“We have found that policymakers have used almost all of the debt-financed funds for other purposes, namely, to cover budget shortfalls. This is a major problem,” said Ifo President Clemens Fuest.

After two consecutive years of recession, Germany’s economy barely grew in 2025. It was widely expected to pick up speed in 2026, helped by public investment. But a rebound appears to have failed to materialize thus far. 

New headwinds from the conflict in the Middle East will make any recovery even more contingent on effective government spending, analysts warn.

The IW report calculated that, last year, the governing coalition of the Christian Democratic Union (CDU) and Social Democratic Party (SPD) in Berlin tapped just 42 percent of funds originally earmarked. The conservatives and SPD “had the chance to clear the investment backlog. So far, they have not taken it,” said Tobias Hentze of the German Economic Institute.
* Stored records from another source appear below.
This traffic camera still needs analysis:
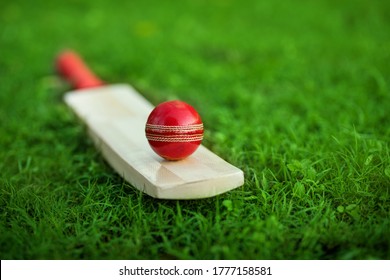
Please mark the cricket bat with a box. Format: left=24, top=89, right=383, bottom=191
left=56, top=51, right=244, bottom=199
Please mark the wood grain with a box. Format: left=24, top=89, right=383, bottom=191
left=65, top=84, right=244, bottom=199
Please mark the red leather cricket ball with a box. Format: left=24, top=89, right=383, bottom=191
left=145, top=100, right=203, bottom=160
According to Ifo, borrowing from the €500 billion fund increased by €24.3 billion in 2025. Actual federal investments, however, rose by only €1.3 billion overall from 2024.

The reason, says Ifo, is that Berlin shifted investment commitments from the current budget into the special fund — known as the Special Fund for Infrastructure and Climate Neutrality, or SVIK — in order to make room for higher day-to-day spending. As such, the net increase in actual overall investment has been minuscule.